后巷的夜风带着入骨的寒意,吹不散伤口处弥漫的阴冷。谢知野左臂上那蛛网般蔓延的青黑,如同有生命的藤蔓,正缓慢而坚定地蚕食着所剩不多的温度与生机。每一次呼吸都牵扯着伤口传来的、深入骨髓的冰冷痛楚,额间的冷汗早已浸湿了鬓角。他大半重量靠在江述肩上,步伐虽竭力维持平稳,但越来越沉重的身体和逐渐紊乱的气息,都在昭示着情况的急剧恶化。
江述的心不断下沉。止血粉和绷带对那诡异的伤口几乎毫无作用,青黑色仍在蔓延,他能感觉到谢知野身体的温度在流失,隔着衣物都能传来的冰冷触感让他心惊肉跳。两个女学生跟在他们身后,如同惊弓之鸟,连啜泣都压抑在喉咙里,只剩下粗重惊恐的喘息。
他们穿行在迷宫般的小巷,借着手机微弱的光亮,躲避着地面湿滑的青苔和倾倒的障碍。悦来客栈那黑沉沉的轮廓就在左前方,却仿佛隔着一道无形的、不断延长的天堑。巷子深处偶尔传来滴水声,或是什么东西窸窣爬过的轻响,每一次都让神经绷紧到极限。空气中那股淡淡的、混合着水腥和腐朽的甜腻气味,始终萦绕不去,似乎在提醒他们并未真正逃离。
“坚持住,就快到了。”江述低声在谢知野耳边说,与其说是安慰对方,不如说是给自己打气。他架着谢知野的手臂更用力了些,试图传递一些温暖和力量,但触手所及,只有一片僵冷的寒。
谢知野没有回应,只是闭了闭眼,长长的睫毛在苍白的面容上投下阴影,再睁开时,眼底依旧是一片沉静的黑,只是那光芒似乎黯淡了些许。他点了点头,右臂勉力支撑着自己,配合着江述的步伐。

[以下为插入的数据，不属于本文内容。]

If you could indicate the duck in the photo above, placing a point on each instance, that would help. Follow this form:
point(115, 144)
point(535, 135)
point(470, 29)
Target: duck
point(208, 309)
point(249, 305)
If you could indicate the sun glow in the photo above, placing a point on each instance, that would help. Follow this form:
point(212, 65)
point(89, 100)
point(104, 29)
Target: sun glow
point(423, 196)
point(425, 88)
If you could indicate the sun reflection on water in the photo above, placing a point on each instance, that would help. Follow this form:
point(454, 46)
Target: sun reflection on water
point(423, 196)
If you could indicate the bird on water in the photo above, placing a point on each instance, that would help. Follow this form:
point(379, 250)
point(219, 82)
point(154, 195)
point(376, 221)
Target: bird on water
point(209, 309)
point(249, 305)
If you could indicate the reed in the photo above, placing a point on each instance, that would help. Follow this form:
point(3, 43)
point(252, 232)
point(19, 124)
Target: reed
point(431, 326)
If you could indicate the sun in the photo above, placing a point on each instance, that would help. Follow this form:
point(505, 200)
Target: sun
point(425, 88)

又转过一个弯角,前方巷口似乎开阔了些,隐约能看到连接着一条稍宽的街道。客栈的正门,应该就在那条街上。
希望近在眼前。
然而,就在他们即将踏出巷口的那一刻——
“嗒。”
“嗒。”
“嗒。”
熟悉的、湿漉漉的脚步声,不紧不慢,从前方的街道阴影里传来。
不是一只,是很多只。轻重不一,大小各异,但都带着那种令人毛骨悚然的、仿佛刚从水里爬上来的粘腻水声。
江述猛地刹住脚步,将谢知野护在身后,短棍横在胸前,手机光柱颤抖着射向前方巷口。
光影边缘,一个个矮小的、湿漉漉的身影,从街道两侧的阴影里,摇摇晃晃地走了出来。
孩童鬼影。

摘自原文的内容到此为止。